Quarrel (Xbox 360) review


"I know what you're thinking: "Just what we needed, another Xbox Live word game..." Well, cheer up, because Quarrel isn't your average Scrabble clone. It's a charming combination of word unscrambling and turn-based strategy warfare. Wait, wha-? No, you didnít read that wrong; in Quarrel your goal is to control all of the territories on the game board using the unstoppable force of your Word IQ."



I know what you're thinking: "Just what we needed, another Xbox Live word game..." Well, cheer up, because Quarrel isn't your average Scrabble clone. It's a charming combination of word unscrambling and turn-based strategy warfare. Wait, wha-? No, you didnít read that wrong; in Quarrel your goal is to control all of the territories on the game board using the unstoppable force of your Word IQ.

Quarrel asset


I'll grant you that it sounds like a strange combination, but the game's charming art style somehow makes it all feel hunky-dory. Your armies are represented by cutesy 2D ninjas, robots, Scotsmen, and other fun characters, and combat consists of letters being hurled across enemy lines. The onslaught of charm is fiercest when you hear the little combatants speaking their own brand of Simlish as they shout out your mighty, high-point words! Or when, as in my case, they mutter puny, low-point words under their breath.

Quarrel asset


Don't worry; my wordsmithing skills improved over time and so will yours. The game's tutorial will start you on your path to word domination (see what I did there?). At first the play mechanics can seem a bit overwhelming, but I found the concepts easy to master in the span of a few minutes. In fact, I found the game to be a little too easy to master for my tastes.

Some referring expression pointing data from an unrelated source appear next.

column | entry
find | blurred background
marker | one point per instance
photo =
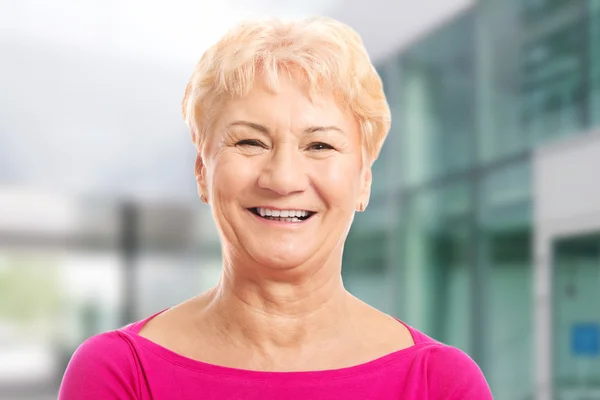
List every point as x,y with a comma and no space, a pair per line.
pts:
483,229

I know it's an adorable little Xbox Live Arcade title, but the shallow gameplay made the competition rather lackluster. The introduction of a few different army types and more interesting battlefields could have helped, but ultimately the blame lies in the underdeveloped word combat system. It's a no-frills, constant repeat of the same verse: "Use these letters and make a better word than the other dude." It's typically a fun challenge, but all too often I ended up tying with my opponents word score, sometimes even by making the same word as him. In such ties, the game determines the winner by awarding victory to whoever made his word the fastest. Thus, the essence of combat is the process of fumbling with the joystick and the A button to pull your word together faster than the other guy.

Quarrel asset


Don't get me wrong; this frantic word-building has a certain appeal, but when you're playing against someone on the other side of the world, it's hard to enjoy the chaos. I tired of it fairly quickly. On the flip side, playing with friends can be a blast. The opportunity to ridicule your closest friends due to their inability to form high-point words is always appreciated, and relieves some of the stress of this game of speed-wording. However, it must be said that the lack of any kind of local multiplayer really hurts the experience. It would be difficult to prevent cheating with all players sharing the same screen, but I could see Quarrel being a great party game if the option were available. When you lose a quarrel, drink! Then again, that might start an unfortunate downward spiral...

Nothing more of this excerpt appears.